Bob Kastama, a participatory management sort of guy, was not a good fit for the top-down, quasi-military, management style of his superiors, Walter (Kip) Kautzky, and Amos Reed. He also had what he called “a rigid set of ethics.” Speaking his mind, and asserting his independence, got Kastama into hot water more than once. In May 1978, Kastama elected to resign rather than be fired.
The original concept – conceived in the fall of 1979 – was to divide the main compound of the prison into four more or less equal quadrants: two for housing, and two for inmate services and programs. A new movement control room and gate was constructed at the center of the main compound. The basic plan was substantially completed during Kastama’s relatively brief term as superintendent. The architectural scheme facilitated implementation of unit team management and a gate/pass system to control inmate movement, two things which greatly improved inmate and staff safety.
Larry Kincheloe was a military man. After nearly 15 years in the army, and three tours of infantry duty in Vietnam, Kincheloe moved to Washington State as an adviser to the Army National Guard. In his spare time he enrolled in a master degree program at Pacific Lutheran University where his studies kindled an interest in corrections. By coincidence, Kincheloe lived across the street from the house Douglas Vinzant used when he was in Olympia in his roll as Director of the Division of Adult Corrections. After discussing ideas with Vinzant about his master’s thesis, Vinzant offered Kincheloe a job at the penitentiary as an associate superintendent.
A few months later, when Vinzant was fired and Genakos resigned, Kincheloe thought his days were numbered. While he had almost no experience in corrections, Jim Spalding kept Kincheloe as his associate superintendent for custody. Spalding saw that Kincheloe got along well with staff, an important asset, especially given staff attitudes and morale at the time. He also believed that Kincheloe possessed the qualities to be an effective member of his management team.
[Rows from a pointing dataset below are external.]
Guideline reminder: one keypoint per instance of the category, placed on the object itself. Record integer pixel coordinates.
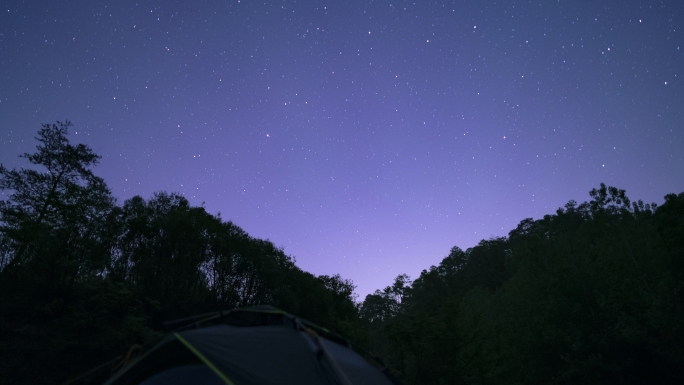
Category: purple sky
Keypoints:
(364, 137)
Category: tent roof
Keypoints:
(253, 346)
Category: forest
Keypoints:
(592, 294)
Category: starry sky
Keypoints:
(366, 138)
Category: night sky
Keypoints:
(366, 138)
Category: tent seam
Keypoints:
(204, 359)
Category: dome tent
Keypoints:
(260, 345)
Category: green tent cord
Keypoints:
(204, 359)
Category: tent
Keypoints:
(261, 345)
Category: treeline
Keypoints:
(593, 294)
(83, 279)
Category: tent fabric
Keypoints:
(280, 349)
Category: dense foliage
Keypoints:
(83, 279)
(591, 295)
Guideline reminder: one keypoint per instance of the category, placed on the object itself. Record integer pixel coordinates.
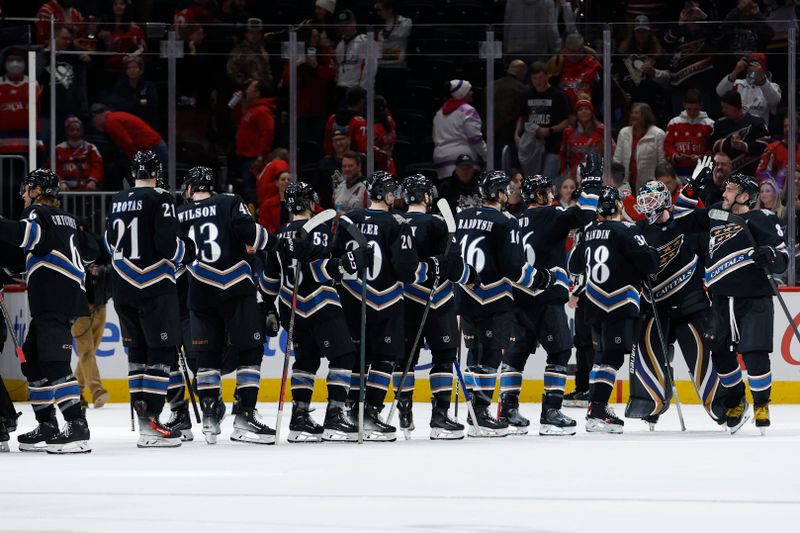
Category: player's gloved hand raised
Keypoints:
(701, 177)
(358, 259)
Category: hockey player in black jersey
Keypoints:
(223, 306)
(56, 295)
(441, 325)
(320, 329)
(742, 314)
(395, 262)
(142, 237)
(539, 315)
(490, 243)
(614, 257)
(682, 309)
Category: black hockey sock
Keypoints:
(378, 378)
(248, 379)
(441, 380)
(40, 394)
(338, 384)
(759, 376)
(601, 383)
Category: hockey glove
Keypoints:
(701, 177)
(543, 279)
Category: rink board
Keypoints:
(112, 362)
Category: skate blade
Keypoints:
(304, 436)
(79, 446)
(547, 430)
(333, 435)
(240, 435)
(377, 436)
(487, 432)
(598, 426)
(157, 442)
(445, 434)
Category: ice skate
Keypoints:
(376, 429)
(405, 415)
(601, 419)
(761, 417)
(152, 433)
(509, 412)
(736, 416)
(577, 399)
(35, 440)
(180, 420)
(247, 427)
(73, 438)
(442, 426)
(489, 426)
(554, 422)
(338, 427)
(302, 427)
(213, 415)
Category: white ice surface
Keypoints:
(703, 480)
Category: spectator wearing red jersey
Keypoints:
(14, 105)
(353, 118)
(79, 164)
(63, 13)
(128, 132)
(577, 141)
(316, 69)
(576, 67)
(688, 135)
(255, 134)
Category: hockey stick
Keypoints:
(307, 228)
(725, 216)
(359, 238)
(11, 332)
(185, 370)
(665, 351)
(444, 209)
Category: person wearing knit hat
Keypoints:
(760, 95)
(457, 129)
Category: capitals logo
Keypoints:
(668, 252)
(720, 235)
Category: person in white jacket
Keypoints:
(760, 96)
(640, 146)
(457, 130)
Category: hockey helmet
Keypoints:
(201, 179)
(533, 185)
(415, 186)
(299, 197)
(380, 184)
(747, 184)
(492, 183)
(653, 199)
(609, 197)
(44, 178)
(146, 165)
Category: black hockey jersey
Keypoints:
(543, 233)
(316, 277)
(395, 261)
(142, 238)
(730, 269)
(430, 239)
(613, 257)
(54, 262)
(221, 228)
(490, 243)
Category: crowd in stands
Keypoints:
(682, 88)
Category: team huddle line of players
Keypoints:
(197, 273)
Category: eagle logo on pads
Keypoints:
(720, 235)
By 1982, Kincheloe was no longer a novice at prison management, and Kip Kautzky, also a military man, appointed him to replace Kastama. He remained penitentiary superintendent until January 1988, when he moved into central office. During Kincheloe’s tenure as superintendent, the long-range plan for upgrading the penitentiary that was developed during the early days of Spalding’s superintendency, was finally completed. Numerous operational changes, including much improved staff training and supervision, occurred during Kincheloe’s watch. By the time he left, a new kind of order was in place at the Washington State Penitentiary.
This aerial photograph of the penitentiary was taken in 1985 by the aerial photography branch of the Washington State Department of Transportation. By this time, almost all of the many changes and improvement originally conceived in 1979 were finished: division of the main compound into four quadrants, demolition of old buildings and construction of new ones to create specialized functions for each quadrant, rearrangement of circulation patterns and movement controls, construction of day rooms and unit management offices for each cell block, construction of a medium security complex to the west of the main institution, conversion of the old women’s prison to a minimum security unit, and construction of the IMU.